This site uses cookies. We use cookies to personalize the content and ads we offer, to support social media features, and to analyze our visitor traffic. Additionally, we share information about your use of our site with our social media, advertising, and analytics partners. Our partners may combine this information with other information you have provided to them or that they have collected when you have used their services.

Cookies are small text files that websites can use to make the user experience more efficient.

By law, we can store cookies on your device if they are strictly necessary for the operation of the site. We need your consent for the use of all types of cookies.

This site uses different types of cookies. Some cookies are placed by third-party services appearing on our pages.

You can change or withdraw your consent through the cookie notice on our website.

Read our Privacy Terms for more information about who we are, how you can contact us, and how we process your personal data.

Please provide your consent ID and the date of consent when contacting us regarding your consent.

Your consent applies to the following domains: super-site/en.com

This is the Company's registry and privacy statement in accordance with the EU General Data Protection Regulation (GDPR). Drafted on 29.05.2023

1. Data Controller Digital Labs Oy (3001169-1), Heikkiläntie 103, 42560 Pohjoisjärvi

2. Contact Person Responsible for the Register Dini Mäntylä, dini@digitallabs.fi, +358 40 6539424

3. Name of the Register The Company's customer register, marketing register

4. Legal Basis and Purpose of Processing Personal Data The legal basis for processing personal data under the EU General Data Protection Regulation is: – the individual's consent (documented, voluntary, specific, informed, and unambiguous) – a contract in which the data subject is a party – performance of a public task or – the data controller’s legitimate interest (e.g., customer relationship before the conclusion of a contract).

The purpose of processing personal data is communication with customers, maintenance of customer relationships, and marketing.

The data is not used for automated decision-making or profiling.
5. Content of the Register The information stored in the register includes: name of the person, position, company/organization, contact information (phone number, email address, address), website addresses, IP address of the network connection, identifiers/profiles in social media services, information about subscribed services and changes to them, billing information, and other information related to the customer relationship and subscribed services.

Customer Register Company details, contact person details, billing details

Marketing Register Company details, public information about decision-makers.

The data retention period is 6 months after the end of the customer relationship or marketing activity.

The IP addresses of website visitors and cookies essential for the functioning of the service are processed based on legitimate interest, e.g., to ensure data security and for collecting statistical data on website visitors in cases where they are considered personal data. Consent for third-party cookies is requested separately if necessary.

6. Regular Sources of Information The information stored in the register is obtained from customers, for example, from messages sent via web forms, by email, by phone, through social media services, from contracts, customer meetings, and other situations where the customer provides their information.

Information about company and organizational contact persons can also be collected from public sources such as websites, directory services, and other companies.
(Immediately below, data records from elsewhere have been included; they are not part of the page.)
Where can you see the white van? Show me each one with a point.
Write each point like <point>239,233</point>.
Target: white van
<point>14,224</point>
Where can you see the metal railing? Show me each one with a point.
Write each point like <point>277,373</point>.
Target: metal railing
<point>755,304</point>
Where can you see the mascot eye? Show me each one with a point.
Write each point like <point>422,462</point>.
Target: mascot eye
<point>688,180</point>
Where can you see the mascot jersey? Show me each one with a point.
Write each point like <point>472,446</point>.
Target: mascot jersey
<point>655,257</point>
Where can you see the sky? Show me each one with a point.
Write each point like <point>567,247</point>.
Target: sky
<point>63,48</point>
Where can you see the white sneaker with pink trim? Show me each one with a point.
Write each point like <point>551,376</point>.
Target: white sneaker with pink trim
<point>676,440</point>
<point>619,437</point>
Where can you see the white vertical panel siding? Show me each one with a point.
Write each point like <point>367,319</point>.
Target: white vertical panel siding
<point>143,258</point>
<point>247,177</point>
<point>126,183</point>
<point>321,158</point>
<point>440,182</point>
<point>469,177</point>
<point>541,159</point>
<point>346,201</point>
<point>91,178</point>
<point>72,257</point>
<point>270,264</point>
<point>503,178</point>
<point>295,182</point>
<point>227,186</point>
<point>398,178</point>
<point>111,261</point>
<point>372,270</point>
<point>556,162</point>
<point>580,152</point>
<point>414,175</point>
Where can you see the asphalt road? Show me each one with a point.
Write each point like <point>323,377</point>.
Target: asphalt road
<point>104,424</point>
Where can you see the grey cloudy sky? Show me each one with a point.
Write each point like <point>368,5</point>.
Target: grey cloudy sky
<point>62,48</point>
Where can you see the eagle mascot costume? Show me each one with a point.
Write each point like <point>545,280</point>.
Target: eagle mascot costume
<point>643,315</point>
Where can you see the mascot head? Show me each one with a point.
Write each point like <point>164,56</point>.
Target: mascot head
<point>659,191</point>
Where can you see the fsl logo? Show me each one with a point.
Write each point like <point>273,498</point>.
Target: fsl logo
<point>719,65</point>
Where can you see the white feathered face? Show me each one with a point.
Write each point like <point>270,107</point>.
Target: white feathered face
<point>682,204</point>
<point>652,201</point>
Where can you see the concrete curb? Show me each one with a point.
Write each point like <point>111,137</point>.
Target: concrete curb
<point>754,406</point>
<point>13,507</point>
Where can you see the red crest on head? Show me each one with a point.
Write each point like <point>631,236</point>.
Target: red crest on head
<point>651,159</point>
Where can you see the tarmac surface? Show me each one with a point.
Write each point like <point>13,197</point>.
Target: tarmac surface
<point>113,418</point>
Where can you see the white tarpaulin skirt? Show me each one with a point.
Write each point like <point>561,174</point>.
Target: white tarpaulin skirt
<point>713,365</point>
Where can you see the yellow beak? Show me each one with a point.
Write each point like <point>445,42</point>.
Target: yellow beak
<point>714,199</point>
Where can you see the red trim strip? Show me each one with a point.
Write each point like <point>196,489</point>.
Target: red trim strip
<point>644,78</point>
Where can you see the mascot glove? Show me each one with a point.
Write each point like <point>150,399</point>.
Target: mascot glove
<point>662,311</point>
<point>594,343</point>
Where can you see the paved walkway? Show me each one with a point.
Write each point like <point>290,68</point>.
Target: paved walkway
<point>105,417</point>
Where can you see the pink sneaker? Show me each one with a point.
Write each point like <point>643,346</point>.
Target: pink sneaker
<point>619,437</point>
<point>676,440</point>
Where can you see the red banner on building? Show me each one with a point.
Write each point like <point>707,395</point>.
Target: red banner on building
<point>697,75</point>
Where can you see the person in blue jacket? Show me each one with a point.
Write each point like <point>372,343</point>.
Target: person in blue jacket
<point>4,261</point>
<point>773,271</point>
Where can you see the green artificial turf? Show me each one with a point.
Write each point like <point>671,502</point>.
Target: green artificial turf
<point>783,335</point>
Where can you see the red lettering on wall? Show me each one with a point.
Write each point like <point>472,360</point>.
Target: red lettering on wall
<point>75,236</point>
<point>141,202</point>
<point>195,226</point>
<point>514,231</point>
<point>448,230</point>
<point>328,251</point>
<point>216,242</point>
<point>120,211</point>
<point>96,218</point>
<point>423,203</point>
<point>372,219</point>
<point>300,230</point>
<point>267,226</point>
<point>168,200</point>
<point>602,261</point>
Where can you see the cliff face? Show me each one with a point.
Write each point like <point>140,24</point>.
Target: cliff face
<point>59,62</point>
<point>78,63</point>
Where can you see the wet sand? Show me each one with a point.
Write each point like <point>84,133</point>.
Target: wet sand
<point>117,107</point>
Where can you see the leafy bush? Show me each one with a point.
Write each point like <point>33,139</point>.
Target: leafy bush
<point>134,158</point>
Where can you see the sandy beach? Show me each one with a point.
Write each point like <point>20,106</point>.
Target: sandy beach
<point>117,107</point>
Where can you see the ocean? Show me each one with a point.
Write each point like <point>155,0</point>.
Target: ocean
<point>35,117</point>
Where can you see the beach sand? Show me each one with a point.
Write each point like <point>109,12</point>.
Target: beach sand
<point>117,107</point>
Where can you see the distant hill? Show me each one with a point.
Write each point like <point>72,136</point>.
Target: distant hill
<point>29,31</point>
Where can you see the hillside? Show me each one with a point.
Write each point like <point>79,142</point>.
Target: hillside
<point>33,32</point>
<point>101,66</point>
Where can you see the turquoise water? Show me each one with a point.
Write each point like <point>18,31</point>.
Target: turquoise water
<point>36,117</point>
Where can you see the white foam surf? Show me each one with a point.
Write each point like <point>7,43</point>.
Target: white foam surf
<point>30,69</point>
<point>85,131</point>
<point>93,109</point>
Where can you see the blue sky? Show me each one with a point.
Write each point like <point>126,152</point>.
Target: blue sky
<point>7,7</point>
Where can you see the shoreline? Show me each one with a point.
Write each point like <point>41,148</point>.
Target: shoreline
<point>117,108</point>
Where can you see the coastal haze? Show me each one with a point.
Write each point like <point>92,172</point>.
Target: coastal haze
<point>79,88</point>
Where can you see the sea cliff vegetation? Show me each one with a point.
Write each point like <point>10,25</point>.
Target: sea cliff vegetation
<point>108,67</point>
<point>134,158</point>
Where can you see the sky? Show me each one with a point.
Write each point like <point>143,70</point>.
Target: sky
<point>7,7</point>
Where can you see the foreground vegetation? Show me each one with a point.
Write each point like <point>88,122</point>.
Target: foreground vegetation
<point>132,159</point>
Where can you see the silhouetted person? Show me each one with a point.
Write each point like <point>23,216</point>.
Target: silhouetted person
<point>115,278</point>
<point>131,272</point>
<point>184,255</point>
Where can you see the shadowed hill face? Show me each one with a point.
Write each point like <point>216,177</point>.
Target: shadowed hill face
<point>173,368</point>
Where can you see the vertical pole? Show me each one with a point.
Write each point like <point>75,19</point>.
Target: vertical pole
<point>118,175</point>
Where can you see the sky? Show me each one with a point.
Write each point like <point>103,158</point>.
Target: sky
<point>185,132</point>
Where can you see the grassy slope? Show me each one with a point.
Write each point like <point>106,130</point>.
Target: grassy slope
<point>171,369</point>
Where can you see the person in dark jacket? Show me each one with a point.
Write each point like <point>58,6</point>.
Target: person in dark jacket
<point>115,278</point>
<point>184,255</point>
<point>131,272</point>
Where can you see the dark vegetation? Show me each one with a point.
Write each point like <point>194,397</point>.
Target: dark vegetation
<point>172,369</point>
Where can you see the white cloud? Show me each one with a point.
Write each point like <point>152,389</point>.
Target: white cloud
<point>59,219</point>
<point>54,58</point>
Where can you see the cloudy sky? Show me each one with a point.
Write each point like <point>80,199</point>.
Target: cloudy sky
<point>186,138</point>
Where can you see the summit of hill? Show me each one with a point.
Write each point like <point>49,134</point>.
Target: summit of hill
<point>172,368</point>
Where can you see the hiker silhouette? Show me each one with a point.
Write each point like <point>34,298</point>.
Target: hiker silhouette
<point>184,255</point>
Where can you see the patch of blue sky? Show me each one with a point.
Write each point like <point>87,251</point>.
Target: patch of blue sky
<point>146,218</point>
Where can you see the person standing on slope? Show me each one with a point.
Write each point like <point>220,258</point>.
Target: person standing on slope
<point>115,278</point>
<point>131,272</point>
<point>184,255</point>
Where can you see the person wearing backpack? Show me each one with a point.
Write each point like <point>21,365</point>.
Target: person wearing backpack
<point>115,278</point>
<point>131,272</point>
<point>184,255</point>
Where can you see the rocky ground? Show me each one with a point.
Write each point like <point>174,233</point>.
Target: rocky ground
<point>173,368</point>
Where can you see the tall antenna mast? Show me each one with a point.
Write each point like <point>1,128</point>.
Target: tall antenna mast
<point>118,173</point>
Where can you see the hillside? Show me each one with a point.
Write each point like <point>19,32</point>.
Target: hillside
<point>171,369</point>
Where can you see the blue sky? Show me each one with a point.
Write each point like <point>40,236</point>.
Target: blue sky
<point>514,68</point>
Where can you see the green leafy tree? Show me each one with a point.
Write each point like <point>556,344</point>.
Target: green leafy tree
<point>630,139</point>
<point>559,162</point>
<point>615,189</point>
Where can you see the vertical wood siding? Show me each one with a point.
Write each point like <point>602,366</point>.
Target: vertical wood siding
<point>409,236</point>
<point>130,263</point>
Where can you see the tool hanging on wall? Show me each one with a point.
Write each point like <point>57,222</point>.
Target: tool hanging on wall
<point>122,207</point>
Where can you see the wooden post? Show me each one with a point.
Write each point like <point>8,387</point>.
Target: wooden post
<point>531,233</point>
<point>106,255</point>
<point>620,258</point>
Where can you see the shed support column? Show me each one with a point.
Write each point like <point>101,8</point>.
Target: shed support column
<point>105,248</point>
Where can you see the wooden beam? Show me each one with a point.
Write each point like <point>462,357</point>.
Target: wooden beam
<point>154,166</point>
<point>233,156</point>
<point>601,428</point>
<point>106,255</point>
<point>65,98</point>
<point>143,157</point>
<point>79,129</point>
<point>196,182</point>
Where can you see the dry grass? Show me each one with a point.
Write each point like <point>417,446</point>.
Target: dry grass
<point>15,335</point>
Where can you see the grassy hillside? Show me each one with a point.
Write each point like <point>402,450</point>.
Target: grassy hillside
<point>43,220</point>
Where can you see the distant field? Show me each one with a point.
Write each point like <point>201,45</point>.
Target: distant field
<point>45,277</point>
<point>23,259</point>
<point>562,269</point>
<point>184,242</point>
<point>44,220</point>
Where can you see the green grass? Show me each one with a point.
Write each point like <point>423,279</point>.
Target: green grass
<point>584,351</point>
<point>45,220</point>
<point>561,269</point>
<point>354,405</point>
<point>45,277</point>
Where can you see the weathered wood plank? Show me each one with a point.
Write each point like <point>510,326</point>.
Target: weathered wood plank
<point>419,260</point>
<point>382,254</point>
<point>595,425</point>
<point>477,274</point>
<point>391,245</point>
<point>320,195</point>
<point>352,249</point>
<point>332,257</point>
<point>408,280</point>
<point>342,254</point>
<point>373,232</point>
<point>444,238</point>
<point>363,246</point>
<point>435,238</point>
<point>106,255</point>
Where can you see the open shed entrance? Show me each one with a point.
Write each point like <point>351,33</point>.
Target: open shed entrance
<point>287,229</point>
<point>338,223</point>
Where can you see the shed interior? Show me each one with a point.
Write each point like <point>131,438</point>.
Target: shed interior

7. Regular Disclosure of Information and Transfer Outside the EU or EEA Information is not regularly disclosed to other parties. Information may be published to the extent agreed with the customer.
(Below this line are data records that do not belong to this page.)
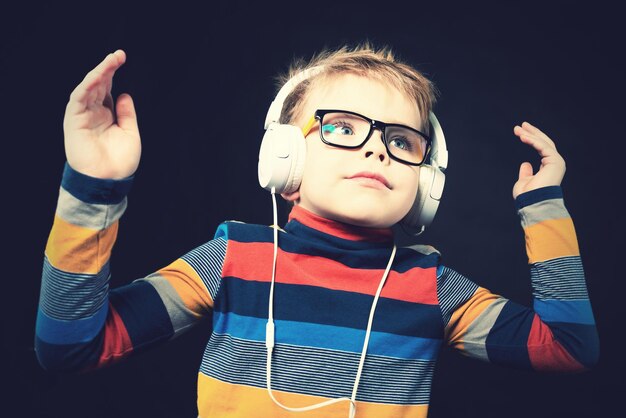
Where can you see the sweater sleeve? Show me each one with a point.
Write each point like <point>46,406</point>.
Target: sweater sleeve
<point>81,323</point>
<point>558,333</point>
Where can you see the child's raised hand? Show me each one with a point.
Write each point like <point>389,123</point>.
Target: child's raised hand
<point>552,167</point>
<point>102,138</point>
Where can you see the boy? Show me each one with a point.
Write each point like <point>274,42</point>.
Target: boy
<point>318,353</point>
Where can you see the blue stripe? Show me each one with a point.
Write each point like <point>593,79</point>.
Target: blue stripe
<point>300,303</point>
<point>538,195</point>
<point>93,190</point>
<point>507,340</point>
<point>327,336</point>
<point>143,312</point>
<point>355,254</point>
<point>68,357</point>
<point>571,311</point>
<point>581,341</point>
<point>55,331</point>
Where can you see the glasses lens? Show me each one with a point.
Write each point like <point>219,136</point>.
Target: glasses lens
<point>344,129</point>
<point>406,144</point>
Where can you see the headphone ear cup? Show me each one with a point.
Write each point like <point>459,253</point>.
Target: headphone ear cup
<point>429,191</point>
<point>281,158</point>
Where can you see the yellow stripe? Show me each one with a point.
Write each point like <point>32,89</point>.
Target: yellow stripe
<point>76,249</point>
<point>551,239</point>
<point>465,314</point>
<point>225,400</point>
<point>188,285</point>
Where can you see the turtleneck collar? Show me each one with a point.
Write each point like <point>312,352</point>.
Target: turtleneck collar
<point>328,229</point>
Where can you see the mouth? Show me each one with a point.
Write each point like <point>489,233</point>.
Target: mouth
<point>370,179</point>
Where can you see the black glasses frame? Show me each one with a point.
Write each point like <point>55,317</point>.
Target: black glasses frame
<point>374,124</point>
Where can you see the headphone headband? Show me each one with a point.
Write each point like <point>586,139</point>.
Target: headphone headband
<point>282,155</point>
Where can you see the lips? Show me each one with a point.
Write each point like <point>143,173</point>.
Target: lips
<point>372,177</point>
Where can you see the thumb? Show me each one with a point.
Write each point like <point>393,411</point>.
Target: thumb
<point>126,115</point>
<point>525,170</point>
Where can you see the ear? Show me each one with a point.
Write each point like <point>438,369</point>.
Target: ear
<point>292,196</point>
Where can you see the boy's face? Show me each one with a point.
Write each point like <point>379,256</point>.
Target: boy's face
<point>335,182</point>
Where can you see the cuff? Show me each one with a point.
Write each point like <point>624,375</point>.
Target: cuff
<point>94,190</point>
<point>538,195</point>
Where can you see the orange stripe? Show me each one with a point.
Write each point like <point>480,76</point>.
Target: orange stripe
<point>188,285</point>
<point>551,239</point>
<point>76,249</point>
<point>465,314</point>
<point>546,353</point>
<point>117,342</point>
<point>416,285</point>
<point>225,400</point>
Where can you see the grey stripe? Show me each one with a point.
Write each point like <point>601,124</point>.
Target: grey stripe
<point>207,260</point>
<point>542,211</point>
<point>560,278</point>
<point>423,249</point>
<point>182,318</point>
<point>453,289</point>
<point>70,296</point>
<point>319,372</point>
<point>88,215</point>
<point>476,336</point>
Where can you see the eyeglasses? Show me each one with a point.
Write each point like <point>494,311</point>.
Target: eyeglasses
<point>345,129</point>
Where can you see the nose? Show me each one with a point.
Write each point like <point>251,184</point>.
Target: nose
<point>375,147</point>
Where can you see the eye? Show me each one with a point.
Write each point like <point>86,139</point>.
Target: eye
<point>338,128</point>
<point>400,143</point>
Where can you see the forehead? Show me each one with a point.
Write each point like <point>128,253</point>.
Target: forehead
<point>368,96</point>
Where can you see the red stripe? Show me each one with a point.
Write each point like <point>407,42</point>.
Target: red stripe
<point>546,353</point>
<point>117,342</point>
<point>418,285</point>
<point>339,229</point>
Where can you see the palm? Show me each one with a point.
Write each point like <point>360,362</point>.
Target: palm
<point>97,143</point>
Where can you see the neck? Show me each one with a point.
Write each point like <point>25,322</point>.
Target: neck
<point>339,229</point>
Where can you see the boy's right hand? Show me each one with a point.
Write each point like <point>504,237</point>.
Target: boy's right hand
<point>102,139</point>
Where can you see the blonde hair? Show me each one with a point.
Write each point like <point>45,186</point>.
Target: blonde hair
<point>363,60</point>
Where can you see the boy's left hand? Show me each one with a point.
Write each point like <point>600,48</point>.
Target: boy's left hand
<point>552,167</point>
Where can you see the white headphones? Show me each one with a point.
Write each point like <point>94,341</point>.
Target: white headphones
<point>283,152</point>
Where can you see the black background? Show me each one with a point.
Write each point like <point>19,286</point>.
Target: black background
<point>202,79</point>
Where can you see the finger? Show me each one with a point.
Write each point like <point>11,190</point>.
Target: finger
<point>98,77</point>
<point>525,170</point>
<point>541,146</point>
<point>536,131</point>
<point>126,115</point>
<point>528,136</point>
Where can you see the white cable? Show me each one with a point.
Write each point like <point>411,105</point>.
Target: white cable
<point>269,331</point>
<point>368,331</point>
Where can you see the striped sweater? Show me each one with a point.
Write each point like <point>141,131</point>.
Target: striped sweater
<point>327,274</point>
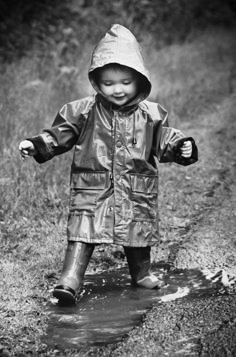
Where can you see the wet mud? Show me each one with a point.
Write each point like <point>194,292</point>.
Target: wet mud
<point>110,306</point>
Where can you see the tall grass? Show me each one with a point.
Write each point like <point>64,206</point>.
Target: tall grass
<point>34,198</point>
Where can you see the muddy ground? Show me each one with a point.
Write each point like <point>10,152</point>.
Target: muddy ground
<point>197,232</point>
<point>202,325</point>
<point>197,209</point>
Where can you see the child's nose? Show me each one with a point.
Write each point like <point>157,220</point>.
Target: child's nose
<point>117,88</point>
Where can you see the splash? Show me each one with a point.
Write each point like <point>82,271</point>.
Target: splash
<point>110,307</point>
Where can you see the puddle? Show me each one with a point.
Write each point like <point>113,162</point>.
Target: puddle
<point>110,307</point>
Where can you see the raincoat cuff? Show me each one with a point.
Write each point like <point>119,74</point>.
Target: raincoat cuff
<point>185,161</point>
<point>42,151</point>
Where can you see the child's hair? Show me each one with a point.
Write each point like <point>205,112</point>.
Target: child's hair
<point>116,66</point>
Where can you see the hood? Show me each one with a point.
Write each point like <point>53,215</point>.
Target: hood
<point>120,46</point>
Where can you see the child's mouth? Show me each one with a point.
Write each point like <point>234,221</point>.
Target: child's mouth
<point>119,98</point>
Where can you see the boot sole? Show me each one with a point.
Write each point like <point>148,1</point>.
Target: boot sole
<point>65,296</point>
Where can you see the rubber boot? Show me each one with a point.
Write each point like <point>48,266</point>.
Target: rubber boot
<point>70,283</point>
<point>139,262</point>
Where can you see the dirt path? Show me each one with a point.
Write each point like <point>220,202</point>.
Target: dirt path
<point>206,325</point>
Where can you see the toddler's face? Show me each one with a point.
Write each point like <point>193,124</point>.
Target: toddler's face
<point>118,85</point>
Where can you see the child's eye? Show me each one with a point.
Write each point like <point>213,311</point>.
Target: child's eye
<point>126,82</point>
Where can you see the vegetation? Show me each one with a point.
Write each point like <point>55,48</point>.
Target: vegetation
<point>45,50</point>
Information may also be transferred by the data controller outside the EU or EEA. Information will not be transferred to the United States without the explicit consent of the data subjects.

8. Principles of Register Protection Care is taken in processing the register, and the data processed via information systems are properly protected. When registry information is stored on Internet servers, the physical and digital security of the hardware is properly ensured. The data controller ensures that the stored data and server access rights as well as other critical personal data are processed confidentially and only by employees whose job descriptions include such processing.

9. Right of Access and Right to Request Correction Every person recorded in the register has the right to check their stored data and request the correction of any incorrect data or the completion of incomplete data. If a person wishes to check the data stored about them or request correction, the request must be sent in writing to the data controller. The data controller may, if necessary, request the requester to prove their identity. The data controller will respond to the customer within the time stipulated in the EU General Data Protection Regulation (generally within one month).

10. Other Rights Related to the Processing of Personal Data A person recorded in the register has the right to request the deletion of their personal data from the register ("right to be forgotten"). Similarly, registered persons have other rights under the EU General Data Protection Regulation, such as restricting the processing of personal data in certain situations. Requests must be sent in writing to the data controller. The data controller may, if necessary, request the requester to prove their identity. The data controller will respond to the customer within the time stipulated in the EU General Data Protection Regulation (generally within one month).